Lifetime of KRb ground-state molecules in an optical lattice. Black circles: $x$ and $y$ lattice beams are fixed at 56 $E_R$ per beam, while $z$ is varied from 0 to 136 $E_R$ (1 $E_R$ corresponds to a lattice intensity $I=0.025\mathrm{kW}/{\mathrm{cm}}^2$). The lifetime reaches a maximum of $25\pm 5\mathrm{s}$ when the $z$ lattice depth is 34 $E_R$ (point b). For higher lattice intensities, the lifetime decreases, which is consistent with loss due to off-resonant light scattering (dashed line). The open circles correspond to 3D lattices where the radial confinement was also varied. The red squares correspond to lifetimes measured with an additional traveling-wave beam at 1064 nm illuminating the molecules in the 3D lattice. Point c (d) corresponds to the 3D lattice of point a with an intensity of $3.2\mathrm{kW}/{\mathrm{cm}}^2$ (b with $3.7\mathrm{kW}/{\mathrm{cm}}^2$) plus the additional beam intensity of $2.3\mathrm{kW}/{\mathrm{cm}}^2$ ($3.5\mathrm{kW}/{\mathrm{cm}}^2$).
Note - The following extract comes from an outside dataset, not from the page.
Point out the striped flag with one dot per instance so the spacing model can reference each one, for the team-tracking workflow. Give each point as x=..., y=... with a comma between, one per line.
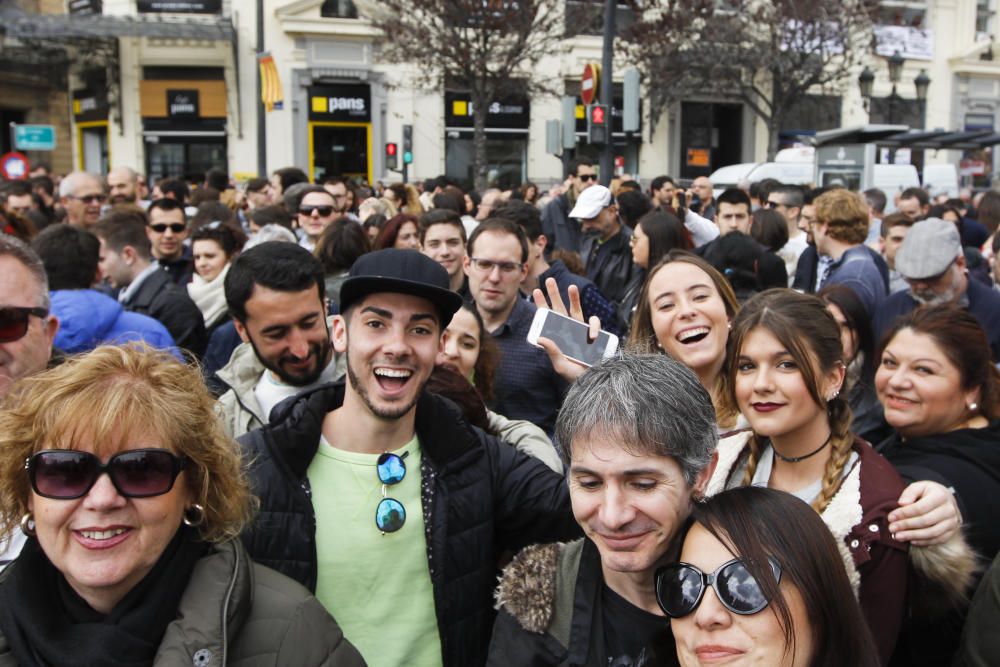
x=270, y=83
Solid lines: see text.

Figure 3

Lifetime of Feshbach molecules and confinement-induced molecules measured as a function of $B$. A purified sample of Feshbach molecules is held in an isotropic 3D optical lattice (50 $E_R$ per beam, 20 kHz trap frequency). Near the Feshbach resonance, the loss rate due to photon scattering can be modeled (solid line) as a weighted sum of the free atom loss rate ${\Gamma }_{\mathrm{atom}}$ and a higher loss rate for tightly bound molecules ${\Gamma }_{\mathrm{molecule}}$. The grey shaded area indicates the single-atom lifetime, and its uncertainty, measured for the same experimental conditions. Inset: Lifetime of Feshbach molecules in a 3D lattice as a function of the trap intensity, at 545.8 G (blue stars) and 543.18 G (green diamonds). The dashed and solid line fits are used to extract the scattering rates.